If do not have a list like this and you are trying to work on Step Six, get together with your sponsor, grab your Forth Step and work together to make one.  You are actually not finished with Step Five until you make one.

We have emphasized willingness as being indispensable. Are we now ready to let God remove from us all the things which we have admitted are objectionable?  (Alcoholics Anonymous pg 76)

There are a couple of important points here:

  1. Things “which we have admitted are objectionable” is a very important part of this step.  A HUGE part of transitioning from Step Five to Step Six is having admitted (fully) that the things that are listed on your list of “grosser handicaps” that you came up with in working Step Four and your sponsor helped you add to or come up with in Step Six are deep problems that need to go.  If you do not feel all of these are problems that need to be dealt with, it is okay.  YOU ARE NOT READY TO WORK STEP SIX.  Get together with your sponsor and other mentors and work on HONESTLY getting to that point.
  2. The sentence: “We have emphasized willingness as being indispensable” lets us know what the main point and end goal of Step Six is.  Step Six is about complete willingness.  “No matter what happens” kind of willingness.  “No matter what I am feeling” kind of willingness.
  3. Then comes the details of Step Six:  “Are we now ready to let God remove from us all the things which we have admitted are objectionable?”  So, if you feel the things listed are problems that you need to be free of then its time to look at yourself and do a “complete willingness” check.  Are you completely willing TO LET GOD remove all of those things AT ALL COSTS AND NO MATTER WHAT?

That is a big question.  There is a deeper question here than what many people reading this understand.  “What if you can only learn to be free of these things through discomfort?” 

For example, what if you are so “hard-headed” that you tend to not learn things until there is no other alternative.  In other words what if you are the type of person who will not truly decide changing something until not changing has become so painful that you clearly see that there is no other choice.  In such a case, the only way to get you to change is to cause you enough pain to force you to see the need to change.

In other words you may need great discomfort or outright pain as part of the process of change.  Are you so convinced of the need to change that you are willing to ASK GOD to hurry the process of change for you AT ALL COSTS AND NO MATTER WHAT?  Even if the process is painful, uncomfortable, and nearly unbearable, I want to be changed so desperately that I am ready for this and ready for it to all happen as quickly as possible so I can be changed.

I know that by now, many of those reading this automatically are thinking; “No thanks, I’ll pass.”  That is actually the normal response.  That is exactly why this step is here.

Step Six is not simply a checking to see if you are ready, it is the Step where you grow to a point of being ready.  Then, when you are ready, you go to Step Seven.

Can He now take them all – every one?
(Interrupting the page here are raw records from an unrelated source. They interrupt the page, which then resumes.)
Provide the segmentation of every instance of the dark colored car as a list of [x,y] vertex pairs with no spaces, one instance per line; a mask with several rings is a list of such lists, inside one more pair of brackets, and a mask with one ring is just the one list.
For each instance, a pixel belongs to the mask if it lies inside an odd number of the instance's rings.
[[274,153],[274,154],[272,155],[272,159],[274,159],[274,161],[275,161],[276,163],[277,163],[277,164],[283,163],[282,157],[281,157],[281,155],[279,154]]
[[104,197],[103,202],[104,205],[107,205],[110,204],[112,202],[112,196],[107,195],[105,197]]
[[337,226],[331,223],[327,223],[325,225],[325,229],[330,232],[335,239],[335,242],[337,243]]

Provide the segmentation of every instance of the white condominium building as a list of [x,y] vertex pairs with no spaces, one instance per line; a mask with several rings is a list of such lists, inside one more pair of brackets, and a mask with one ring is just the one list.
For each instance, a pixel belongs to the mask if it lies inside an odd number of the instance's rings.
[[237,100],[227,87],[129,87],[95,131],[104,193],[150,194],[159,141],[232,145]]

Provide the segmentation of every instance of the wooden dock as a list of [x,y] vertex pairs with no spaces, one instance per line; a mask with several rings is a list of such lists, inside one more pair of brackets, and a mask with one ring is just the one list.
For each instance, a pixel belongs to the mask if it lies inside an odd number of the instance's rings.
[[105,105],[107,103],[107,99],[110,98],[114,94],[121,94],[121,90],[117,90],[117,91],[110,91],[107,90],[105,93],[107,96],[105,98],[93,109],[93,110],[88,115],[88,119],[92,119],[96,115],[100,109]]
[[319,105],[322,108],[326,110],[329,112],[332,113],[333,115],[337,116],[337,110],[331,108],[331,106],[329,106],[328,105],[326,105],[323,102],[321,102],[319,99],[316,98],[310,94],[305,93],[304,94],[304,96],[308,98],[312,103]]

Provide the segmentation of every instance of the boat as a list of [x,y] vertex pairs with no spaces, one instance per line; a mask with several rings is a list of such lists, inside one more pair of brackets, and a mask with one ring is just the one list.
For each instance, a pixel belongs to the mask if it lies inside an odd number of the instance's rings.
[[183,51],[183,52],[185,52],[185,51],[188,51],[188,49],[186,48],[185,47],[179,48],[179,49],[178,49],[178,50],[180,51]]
If we still cling to something we will not let go, we ask God to help us be willing.  (Alcoholics Anonymous pg 76)

This is where you spend time with God, your sponsor, other mentors and yourself getting ready.  Step Six.  Think of it this way:  “Can he take them all, no matter how – every one of my “grosser handicaps” or “character defects?”  If you cannot answer “yes”; GREAT!  You are on the right Step.

Step Six is for when you are WILLING TO BECOME willing to let God remove all of your defects of character by any means necessary.

Step Seven is for those THAT ARE ALREADY willing to let God remove all of your defects of character by any means necessary.